L’examen du projet de loi-cadre sur les transports se poursuivait jeudi au Sénat, dans une ambiance plutôt apaisée après des débats houleux la veille au soir autour de la vente de billets en ligne. En milieu d’après-midi, les sénateurs ont voté en faveur de l’indexation des tarifs des transports en commun sur l’inflation. Alors que le gouvernement vise à établir avec ce projet de loi une stratégie pérenne de financement des transports, cette mesure est destinée à soutenir le financement des différentes autorités organisatrices de mobilité, à l’image d’Île-de-France Mobilités en région parisienne ou de SYTRAL Mobilités à Lyon.
« Cet article a été caricaturé par une certaine presse. Je voudrais préciser les choses : le gouvernement n’a pas de plan caché pour doubler les tarifs des transports en commun, c’est ce que certains ont retenu de cet article 12 », a voulu déminer le ministre des Transport Philippe Tabarot. « Je rappelle que ce n’est pas l’Etat qui fixe les tarifs des transports en commun. Cet article donne simplement la possibilité, et je dis bien la possibilité, aux collectivités qui le souhaite d’indexer le prix du billet sur l’inflation. »
L’article prévoit toutefois que cette indexation soit de droit commun. En clair, elle sera automatique, à moins que les collectivités territoriales ne fassent le choix de ne pas la mettre en œuvre.
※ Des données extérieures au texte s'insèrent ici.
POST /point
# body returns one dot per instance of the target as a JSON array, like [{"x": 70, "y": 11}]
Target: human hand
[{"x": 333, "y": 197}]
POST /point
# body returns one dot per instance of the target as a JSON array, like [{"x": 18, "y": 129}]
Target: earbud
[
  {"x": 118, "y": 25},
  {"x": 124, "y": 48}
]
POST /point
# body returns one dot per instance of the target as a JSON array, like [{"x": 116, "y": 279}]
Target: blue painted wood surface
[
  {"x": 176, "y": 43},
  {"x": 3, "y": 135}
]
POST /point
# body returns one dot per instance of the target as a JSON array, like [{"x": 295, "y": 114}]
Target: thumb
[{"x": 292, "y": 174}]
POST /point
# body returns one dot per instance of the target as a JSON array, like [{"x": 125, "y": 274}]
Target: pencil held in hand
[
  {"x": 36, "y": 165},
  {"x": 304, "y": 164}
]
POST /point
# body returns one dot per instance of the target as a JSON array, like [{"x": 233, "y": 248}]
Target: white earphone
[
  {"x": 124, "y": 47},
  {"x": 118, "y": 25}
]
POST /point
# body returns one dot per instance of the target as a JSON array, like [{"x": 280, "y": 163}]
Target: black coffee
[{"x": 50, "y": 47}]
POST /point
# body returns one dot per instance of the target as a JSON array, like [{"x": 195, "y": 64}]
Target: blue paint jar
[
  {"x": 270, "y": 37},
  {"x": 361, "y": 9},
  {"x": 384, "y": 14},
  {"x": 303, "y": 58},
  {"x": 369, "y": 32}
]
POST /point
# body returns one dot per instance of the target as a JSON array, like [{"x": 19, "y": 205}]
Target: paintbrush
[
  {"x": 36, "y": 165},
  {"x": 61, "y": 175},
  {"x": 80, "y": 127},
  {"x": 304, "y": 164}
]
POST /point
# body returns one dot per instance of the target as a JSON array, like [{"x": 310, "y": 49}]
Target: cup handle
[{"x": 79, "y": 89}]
Un risque « d’emballement des prix »
L’objectif du gouvernement est aussi de rééquilibrer le financement des transports en commun, aujourd’hui largement assuré par une contribution patronale, le versement mobilité, et les subventions des collectivités territoriales. « Aujourd’hui les usagers financent moins de 25 % du coût réel des transports en commun, c’était 75 % il y a 50 ans. L’indexation permettra seulement de stabiliser la contribution des usagers si elle est appliquée », a fait valoir le ministre.
La gauche, minoritaire au Sénat, s’est largement opposée à la mesure. « Le signal politique est mauvais. Cela peut nourrir une désincitation du recours aux transports publics. Il y a un risque en cas d’inflation forte d’emballement des prix, et cela peut peser sur les usagers les plus précaires », a voulu alerter l’écologiste Jacques Fernique. « Nous aurions bien aimé voir une indexation sur l’inflation de la dotation aux collectivités », a raillé son collègue socialiste Simon Uzenat.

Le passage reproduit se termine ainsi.